Why create a subtheme?
Let's just back up one second and talk about why you would want to use subtheming. If you're already convinced, then just skip below to the list of steps for creating a subtheme.
When first encountering Drupal's theming system, you may have an urge to take an existing theme and just modify the files directly. While this works, it is not recommended. The primary reason is keeping your code up to date with the latest bug and security fixes. A good secondary reason is tidiness. It is cleaner to keep your customizations separated from existing themes.
If you just hack up an existing theme and then an issue is discovered in it and fixed by the original developer, how do you now apply that fix? The answer is that you have to find the exact changes in the original theme and apply them back into your own, a tedious and error prone process.
However if you used subtheming, then you can drop in the updated base theme (or really, just use the Drupal automatic update system) and this does not affect your custom code in any way. It keeps things separated and clean and really leverages the work that the original theme author is putting in to the project. For similar reasons you should not modify core or third party Drupal modules, you end up breaking the automatic updates mechanism.
To create a subtheme:
- Find a base theme that you want to extend. If you want a plain theme and plan on overriding most of the functionality yourself, Zen or Omega are two fantastic base themes that don't have much in them by default, ready to make something highly custom. Otherwise pick a more rich visual theme for a base.
- Create directory sites/all/themes/mytheme
- Copy the info file from the base theme to the new theme, example: cp sites/all/themes/zen.info sites/all/themes/mytheme/mytheme.info . It should be named the same as your directory with a .info extension.
- Copy screenshot.png from the base theme to your theme (or take an actual screenshot and crop it to that size).

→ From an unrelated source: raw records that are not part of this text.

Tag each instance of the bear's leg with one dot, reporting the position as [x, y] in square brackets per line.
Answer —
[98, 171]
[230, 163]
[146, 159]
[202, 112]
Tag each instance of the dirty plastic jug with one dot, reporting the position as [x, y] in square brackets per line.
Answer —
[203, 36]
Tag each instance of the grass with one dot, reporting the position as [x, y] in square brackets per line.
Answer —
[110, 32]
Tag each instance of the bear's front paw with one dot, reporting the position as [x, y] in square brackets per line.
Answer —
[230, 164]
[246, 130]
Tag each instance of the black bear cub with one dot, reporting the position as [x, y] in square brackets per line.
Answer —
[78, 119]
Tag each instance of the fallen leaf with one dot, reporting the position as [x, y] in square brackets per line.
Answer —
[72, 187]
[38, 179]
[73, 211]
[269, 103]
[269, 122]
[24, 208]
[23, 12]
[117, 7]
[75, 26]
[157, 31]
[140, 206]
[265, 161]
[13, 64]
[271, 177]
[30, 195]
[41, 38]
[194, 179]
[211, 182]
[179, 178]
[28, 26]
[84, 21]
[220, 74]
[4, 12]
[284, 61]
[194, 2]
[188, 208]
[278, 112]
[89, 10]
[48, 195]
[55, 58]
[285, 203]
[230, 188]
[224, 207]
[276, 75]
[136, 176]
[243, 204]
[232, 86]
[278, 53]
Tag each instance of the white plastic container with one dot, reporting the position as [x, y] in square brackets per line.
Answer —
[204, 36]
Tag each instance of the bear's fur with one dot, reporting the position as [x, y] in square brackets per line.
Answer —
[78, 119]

- Edit mytheme.info. Change the name and description and project. "project" should have the same name as your directory and the base filename of the .info file. Add line "base theme = [base theme project name]". The original value of "project" from this info file is what you put for the base theme value.
- Remove the stylesheets and script lines from mytheme.info, they refer to files in the original theme. Add line "stylesheets[all] = mytheme.css" and create file mytheme.css . Leave the list of regions, these are not inherited from the base theme.

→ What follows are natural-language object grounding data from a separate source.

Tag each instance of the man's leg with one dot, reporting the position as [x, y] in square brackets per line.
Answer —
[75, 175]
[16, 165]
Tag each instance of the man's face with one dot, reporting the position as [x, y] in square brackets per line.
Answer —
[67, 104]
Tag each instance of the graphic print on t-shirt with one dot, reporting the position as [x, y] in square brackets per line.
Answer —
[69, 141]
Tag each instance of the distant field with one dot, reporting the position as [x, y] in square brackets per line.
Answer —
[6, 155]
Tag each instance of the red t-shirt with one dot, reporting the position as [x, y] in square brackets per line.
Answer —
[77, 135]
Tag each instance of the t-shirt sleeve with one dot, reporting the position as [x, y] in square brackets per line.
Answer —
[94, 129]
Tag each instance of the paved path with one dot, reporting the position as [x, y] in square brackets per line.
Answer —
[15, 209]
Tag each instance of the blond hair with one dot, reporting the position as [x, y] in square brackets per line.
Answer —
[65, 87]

- Make a "templates" directory and an empty file called "template.php".
- Enable your new theme in Drupal admin under "Appearance".
Using your subtheme:
Other theming guides around the web and on drupal.org will tell you to create templates inside the templates subdirectory or put functions into template.php. These files will override their equivelants in the original "base theme" and your "mytheme.css" will be included on every page view that uses your theme.

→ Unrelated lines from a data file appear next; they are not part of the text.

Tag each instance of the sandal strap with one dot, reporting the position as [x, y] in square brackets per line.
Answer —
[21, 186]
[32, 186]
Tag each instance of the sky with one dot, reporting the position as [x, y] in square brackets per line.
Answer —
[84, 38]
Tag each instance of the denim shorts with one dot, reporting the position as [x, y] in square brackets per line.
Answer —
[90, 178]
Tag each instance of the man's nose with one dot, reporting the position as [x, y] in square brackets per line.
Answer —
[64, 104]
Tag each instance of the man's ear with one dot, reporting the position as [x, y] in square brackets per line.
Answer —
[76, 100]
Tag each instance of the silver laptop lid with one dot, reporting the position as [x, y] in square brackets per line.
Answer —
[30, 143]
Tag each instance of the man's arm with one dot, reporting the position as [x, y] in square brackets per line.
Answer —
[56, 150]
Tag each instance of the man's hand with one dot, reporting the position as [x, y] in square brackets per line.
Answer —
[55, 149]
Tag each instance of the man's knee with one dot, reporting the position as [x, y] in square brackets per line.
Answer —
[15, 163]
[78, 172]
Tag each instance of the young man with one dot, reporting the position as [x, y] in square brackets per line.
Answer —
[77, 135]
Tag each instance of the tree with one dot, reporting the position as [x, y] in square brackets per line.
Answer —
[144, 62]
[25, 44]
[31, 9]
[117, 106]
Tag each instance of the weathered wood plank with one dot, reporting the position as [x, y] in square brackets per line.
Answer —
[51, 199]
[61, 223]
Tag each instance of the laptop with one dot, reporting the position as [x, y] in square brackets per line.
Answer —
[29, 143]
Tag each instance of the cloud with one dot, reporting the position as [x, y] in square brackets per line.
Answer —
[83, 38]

You can also now almost directly "hack" the files of the original theme. For example, copy sites/all/themes/zen/templates/node.tpl.php into sites/all/themes/mytheme/templates and hack that up. Now you are using your own custom node.tpl.php but everything else from Zen.
It's a good idea to try to minimize the amount of code copied from the original. For example, if you copy all of the templates and template.php from the original base theme, then you are not really leveraging subtheming at all. We want to take advantage of the HTML structure that the theme author has already put considerable time into. So the goal should be "let the base theme take care of as much as possible, only override when it's absolutely necessary." Much of the customization can be done in your subtheme's CSS file without involving a lot of custom HTML.
In a future blog post I will discuss some detailed tips and tricks to help you work with an existing theme, in order to truly leverage the work the the author put in to the base theme.